Gracias Amigos was a 1944 propaganda short produced by the Office of the Coordinator of Inter-American Affairs to educate the American public about the contributions of Latin America during World War II.

The short begins by describing the "island" of the United States, how self-sufficient it thought it was, and how it felt that the rise of the Axis powers wouldn't affect it. Then the audience is shown footage of the Japanese ambassador negotiating while Pearl Harbor is being bombed, and, in quick succession, the reverses at Wake Island, Manila, Bataan and Dutch Harbor. The American public realizes that it wasn't as self-sufficient as it had thought. A list of raw materials that were needed is given, along with the areas the United States was importing it from, now under Japanese control (including, incidentally, Philippine hemp, as mentioned in Hemp for Victory).

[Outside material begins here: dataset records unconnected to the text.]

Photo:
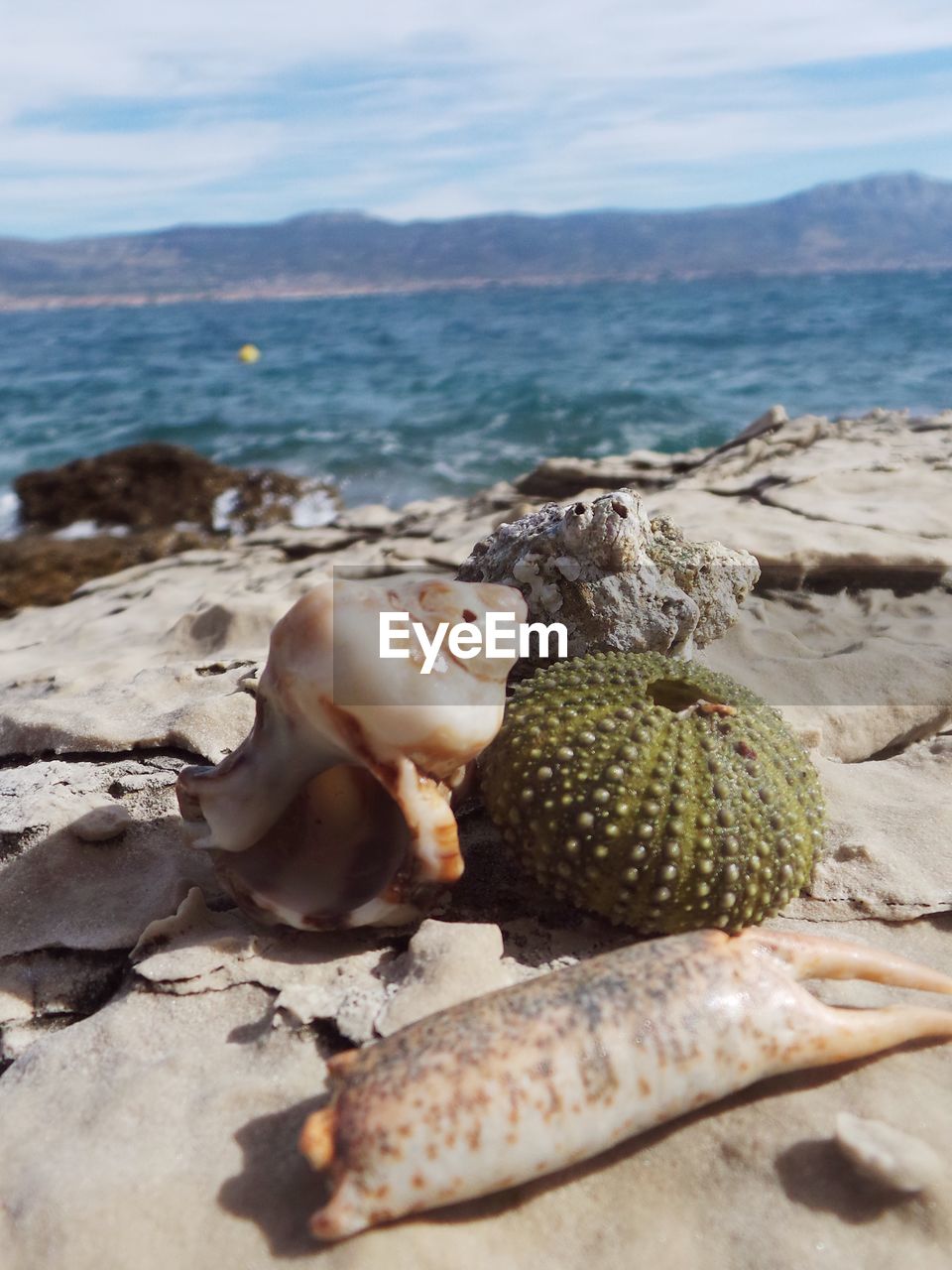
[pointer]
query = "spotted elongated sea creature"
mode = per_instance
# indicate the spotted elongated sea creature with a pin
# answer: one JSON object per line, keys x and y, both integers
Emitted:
{"x": 521, "y": 1082}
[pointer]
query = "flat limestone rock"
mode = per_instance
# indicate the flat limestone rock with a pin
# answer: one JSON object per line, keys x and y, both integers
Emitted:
{"x": 445, "y": 962}
{"x": 140, "y": 1135}
{"x": 856, "y": 675}
{"x": 793, "y": 550}
{"x": 316, "y": 975}
{"x": 59, "y": 890}
{"x": 888, "y": 842}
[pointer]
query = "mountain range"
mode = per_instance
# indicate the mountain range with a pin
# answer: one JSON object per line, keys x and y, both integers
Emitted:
{"x": 889, "y": 221}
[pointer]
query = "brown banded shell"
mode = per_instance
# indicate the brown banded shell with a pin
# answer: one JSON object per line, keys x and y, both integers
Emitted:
{"x": 654, "y": 792}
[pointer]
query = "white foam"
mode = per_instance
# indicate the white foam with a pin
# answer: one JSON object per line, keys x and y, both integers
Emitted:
{"x": 9, "y": 515}
{"x": 312, "y": 509}
{"x": 90, "y": 530}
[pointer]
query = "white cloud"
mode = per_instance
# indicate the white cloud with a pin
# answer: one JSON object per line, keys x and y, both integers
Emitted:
{"x": 416, "y": 108}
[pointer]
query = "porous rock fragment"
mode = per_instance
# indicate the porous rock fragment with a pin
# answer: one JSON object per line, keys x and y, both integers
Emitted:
{"x": 617, "y": 579}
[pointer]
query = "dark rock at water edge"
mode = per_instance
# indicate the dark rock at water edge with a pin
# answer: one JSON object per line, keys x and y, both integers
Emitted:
{"x": 158, "y": 485}
{"x": 151, "y": 500}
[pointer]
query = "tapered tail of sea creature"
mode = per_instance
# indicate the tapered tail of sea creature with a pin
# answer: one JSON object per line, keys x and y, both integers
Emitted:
{"x": 839, "y": 1033}
{"x": 815, "y": 956}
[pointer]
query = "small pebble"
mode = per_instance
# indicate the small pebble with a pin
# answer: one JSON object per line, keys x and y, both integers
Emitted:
{"x": 889, "y": 1156}
{"x": 102, "y": 824}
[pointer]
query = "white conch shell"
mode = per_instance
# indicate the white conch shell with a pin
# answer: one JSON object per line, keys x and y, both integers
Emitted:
{"x": 335, "y": 808}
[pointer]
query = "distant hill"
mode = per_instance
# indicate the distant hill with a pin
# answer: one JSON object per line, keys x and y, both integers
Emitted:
{"x": 892, "y": 221}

The narrator tells the audience that there were stores of those raw materials in the Western Hemisphere, but someone had to get them, and want to get them. So the Rio conference of 1942 is organized, and the various republics commit to solidarity to the US and the Allied cause. The film shows the many vital uses these resources are put to, including rubber and quinine.

Then the military aspects of Latin American involvement are discussed. The mobilization of the Latin America armies in anticipation of any Axis threat is discussed, as well as the clearing out of subversion and submarine watches. But most important, in the eyes of the film, is the base at Naha, Brazil, which was used to quickly transport military supplies from the US or Latin America, over the Atlantic, to Africa, and thence to the British armies in Egypt.

The Academy Film Archive preserved Gracias Amigos in 2012. The film is part of the Academy War Film Collection, one of the largest collections of World War II era short films held outside government archives.